The pattern matching system also easily gives rise to rule-based integration and derivation. The following are excerpts from the Rubi package of rules:

```(* Reciprocal rule *)
Int[1/x_,x_Symbol] :=
Log[x];
(* Power rule *)
Int[x_^m_.,x_Symbol] :=
x^(m+1)/(m+1) /;
FreeQ[m,x] && NeQ[m,-1]
```

## Implementations

The official, and reference, implementation of the Wolfram Language lies in Mathematica and associated online services. These are closed source. Wolfram Research has, however, released a C++ parser of the language under the open source MIT License. The reference book is open access.
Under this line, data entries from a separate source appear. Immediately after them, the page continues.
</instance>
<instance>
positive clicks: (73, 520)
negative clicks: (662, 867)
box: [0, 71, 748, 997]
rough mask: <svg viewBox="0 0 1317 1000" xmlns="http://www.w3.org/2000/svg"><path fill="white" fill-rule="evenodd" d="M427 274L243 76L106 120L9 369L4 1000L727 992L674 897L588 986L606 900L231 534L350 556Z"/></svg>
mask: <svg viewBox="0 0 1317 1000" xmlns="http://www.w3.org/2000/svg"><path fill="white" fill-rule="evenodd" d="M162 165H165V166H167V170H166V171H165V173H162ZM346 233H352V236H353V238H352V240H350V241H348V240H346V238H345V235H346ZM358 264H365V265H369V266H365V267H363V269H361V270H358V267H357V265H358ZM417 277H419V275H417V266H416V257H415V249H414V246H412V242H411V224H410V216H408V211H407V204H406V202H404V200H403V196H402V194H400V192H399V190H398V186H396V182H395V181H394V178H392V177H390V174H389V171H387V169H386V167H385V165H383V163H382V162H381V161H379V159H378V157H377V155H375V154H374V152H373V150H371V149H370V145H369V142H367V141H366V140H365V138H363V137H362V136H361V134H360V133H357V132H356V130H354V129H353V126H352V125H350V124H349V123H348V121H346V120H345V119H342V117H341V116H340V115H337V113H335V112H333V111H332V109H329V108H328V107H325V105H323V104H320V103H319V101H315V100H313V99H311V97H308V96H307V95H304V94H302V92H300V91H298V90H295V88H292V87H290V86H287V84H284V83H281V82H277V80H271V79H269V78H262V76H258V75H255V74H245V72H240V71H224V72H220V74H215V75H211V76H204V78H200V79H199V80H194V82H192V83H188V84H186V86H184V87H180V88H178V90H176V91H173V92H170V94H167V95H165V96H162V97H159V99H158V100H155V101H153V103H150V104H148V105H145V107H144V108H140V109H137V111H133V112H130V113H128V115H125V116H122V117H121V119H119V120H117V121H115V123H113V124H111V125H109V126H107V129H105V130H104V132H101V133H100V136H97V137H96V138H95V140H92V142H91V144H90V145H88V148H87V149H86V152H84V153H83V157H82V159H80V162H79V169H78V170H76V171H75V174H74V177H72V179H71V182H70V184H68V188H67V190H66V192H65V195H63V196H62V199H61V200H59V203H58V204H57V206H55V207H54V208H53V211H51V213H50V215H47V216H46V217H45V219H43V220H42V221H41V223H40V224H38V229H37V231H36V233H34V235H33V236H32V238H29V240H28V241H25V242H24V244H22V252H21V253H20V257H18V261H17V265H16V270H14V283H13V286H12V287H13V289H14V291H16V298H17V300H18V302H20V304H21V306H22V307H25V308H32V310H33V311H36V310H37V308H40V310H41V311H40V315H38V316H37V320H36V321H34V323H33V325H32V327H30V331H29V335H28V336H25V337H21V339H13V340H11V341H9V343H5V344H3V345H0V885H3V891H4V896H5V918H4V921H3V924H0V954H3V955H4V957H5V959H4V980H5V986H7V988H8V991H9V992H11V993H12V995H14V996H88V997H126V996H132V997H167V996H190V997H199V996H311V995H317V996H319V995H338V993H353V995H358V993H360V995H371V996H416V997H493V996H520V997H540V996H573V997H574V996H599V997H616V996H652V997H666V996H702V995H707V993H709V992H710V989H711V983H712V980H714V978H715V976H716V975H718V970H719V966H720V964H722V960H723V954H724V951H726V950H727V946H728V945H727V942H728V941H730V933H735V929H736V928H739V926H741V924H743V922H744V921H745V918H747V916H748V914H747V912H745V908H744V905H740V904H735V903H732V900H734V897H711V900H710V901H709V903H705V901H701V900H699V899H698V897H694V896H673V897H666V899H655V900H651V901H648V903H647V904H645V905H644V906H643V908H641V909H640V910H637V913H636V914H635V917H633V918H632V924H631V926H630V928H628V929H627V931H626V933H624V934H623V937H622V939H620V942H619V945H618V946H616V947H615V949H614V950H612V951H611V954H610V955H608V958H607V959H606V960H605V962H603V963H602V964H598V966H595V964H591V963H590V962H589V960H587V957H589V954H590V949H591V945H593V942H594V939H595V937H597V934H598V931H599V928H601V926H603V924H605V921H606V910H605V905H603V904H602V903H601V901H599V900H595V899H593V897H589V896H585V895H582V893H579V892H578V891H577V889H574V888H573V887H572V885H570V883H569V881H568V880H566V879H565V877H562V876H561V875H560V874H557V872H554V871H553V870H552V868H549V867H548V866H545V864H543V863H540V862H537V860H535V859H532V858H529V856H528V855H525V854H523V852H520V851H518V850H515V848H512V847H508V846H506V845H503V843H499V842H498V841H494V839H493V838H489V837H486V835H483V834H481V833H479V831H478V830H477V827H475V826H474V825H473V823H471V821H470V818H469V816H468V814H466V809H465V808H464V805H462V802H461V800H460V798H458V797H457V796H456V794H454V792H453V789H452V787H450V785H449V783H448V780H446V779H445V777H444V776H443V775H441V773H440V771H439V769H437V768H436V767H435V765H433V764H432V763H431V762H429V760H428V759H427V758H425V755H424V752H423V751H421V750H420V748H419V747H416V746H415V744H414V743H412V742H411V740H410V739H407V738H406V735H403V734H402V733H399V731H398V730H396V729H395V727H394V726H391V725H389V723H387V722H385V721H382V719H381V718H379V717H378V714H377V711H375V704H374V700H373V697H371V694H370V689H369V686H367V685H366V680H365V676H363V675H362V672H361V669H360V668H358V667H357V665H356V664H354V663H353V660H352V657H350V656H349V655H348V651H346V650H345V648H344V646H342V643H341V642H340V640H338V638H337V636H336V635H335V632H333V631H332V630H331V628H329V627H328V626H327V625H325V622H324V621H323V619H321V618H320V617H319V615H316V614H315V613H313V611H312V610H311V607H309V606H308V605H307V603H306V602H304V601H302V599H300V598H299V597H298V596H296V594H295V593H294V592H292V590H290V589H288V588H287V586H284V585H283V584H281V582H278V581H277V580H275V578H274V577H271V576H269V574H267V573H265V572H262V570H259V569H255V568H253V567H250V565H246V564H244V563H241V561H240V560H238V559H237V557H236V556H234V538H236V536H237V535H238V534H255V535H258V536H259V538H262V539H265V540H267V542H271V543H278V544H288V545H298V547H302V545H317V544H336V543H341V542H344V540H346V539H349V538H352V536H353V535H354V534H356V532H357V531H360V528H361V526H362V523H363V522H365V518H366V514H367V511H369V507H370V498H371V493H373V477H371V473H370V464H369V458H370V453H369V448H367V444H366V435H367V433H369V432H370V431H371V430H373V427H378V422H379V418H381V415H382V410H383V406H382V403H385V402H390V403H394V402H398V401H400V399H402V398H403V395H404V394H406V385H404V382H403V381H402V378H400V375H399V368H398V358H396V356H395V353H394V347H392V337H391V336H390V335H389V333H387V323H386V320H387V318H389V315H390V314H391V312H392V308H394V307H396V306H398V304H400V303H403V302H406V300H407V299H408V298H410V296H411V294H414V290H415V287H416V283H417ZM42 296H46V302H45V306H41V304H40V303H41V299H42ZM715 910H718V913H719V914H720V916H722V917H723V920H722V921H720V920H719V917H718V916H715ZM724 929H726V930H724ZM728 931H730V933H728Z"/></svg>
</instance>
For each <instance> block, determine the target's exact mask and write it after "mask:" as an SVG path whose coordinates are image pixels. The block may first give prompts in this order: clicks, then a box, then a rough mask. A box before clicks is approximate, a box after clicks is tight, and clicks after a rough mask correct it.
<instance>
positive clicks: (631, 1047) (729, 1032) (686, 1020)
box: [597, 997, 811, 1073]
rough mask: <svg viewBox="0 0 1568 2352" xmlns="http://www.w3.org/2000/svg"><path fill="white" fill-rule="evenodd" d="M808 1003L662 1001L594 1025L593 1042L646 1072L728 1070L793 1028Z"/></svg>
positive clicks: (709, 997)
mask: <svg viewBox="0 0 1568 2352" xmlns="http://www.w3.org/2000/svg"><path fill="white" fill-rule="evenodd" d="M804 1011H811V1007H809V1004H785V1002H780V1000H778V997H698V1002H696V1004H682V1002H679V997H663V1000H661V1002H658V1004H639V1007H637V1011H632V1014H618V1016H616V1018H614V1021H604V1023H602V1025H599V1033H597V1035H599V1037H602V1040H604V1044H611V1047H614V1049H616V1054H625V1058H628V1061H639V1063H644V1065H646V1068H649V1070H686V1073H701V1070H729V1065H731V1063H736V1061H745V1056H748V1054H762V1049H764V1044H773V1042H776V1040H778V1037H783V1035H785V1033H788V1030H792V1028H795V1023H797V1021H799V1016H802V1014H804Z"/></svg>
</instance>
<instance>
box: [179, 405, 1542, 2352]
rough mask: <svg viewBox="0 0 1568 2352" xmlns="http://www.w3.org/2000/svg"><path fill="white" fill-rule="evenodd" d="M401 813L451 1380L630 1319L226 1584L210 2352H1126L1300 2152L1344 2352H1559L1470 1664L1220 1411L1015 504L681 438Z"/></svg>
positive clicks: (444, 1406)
In the over three-decade-long existence of the Wolfram language, a number of open source third party implementations have also been developed. Richard Fateman's MockMMA from 1991 is of historical note, both for being the earliest reimplementation and for having received a cease-and-desist from Wolfram. Modern ones still being maintained as of April 2020 include Symja in Java, expreduce in Golang, and the SymPy-based Mathics. These implementations focus on the core language and the computer algebra system that it implies, not on the online "knowledgebase" features of Wolfram.

In 2019, Wolfram Research released a freeware Wolfram Engine, to be used as a programming library in non-commercial software.

## Naming

The language was officially named in June 2013 although, as the backend of the computing system Mathematica, it has been in use in various forms for over 30 years since Mathematica's initial release.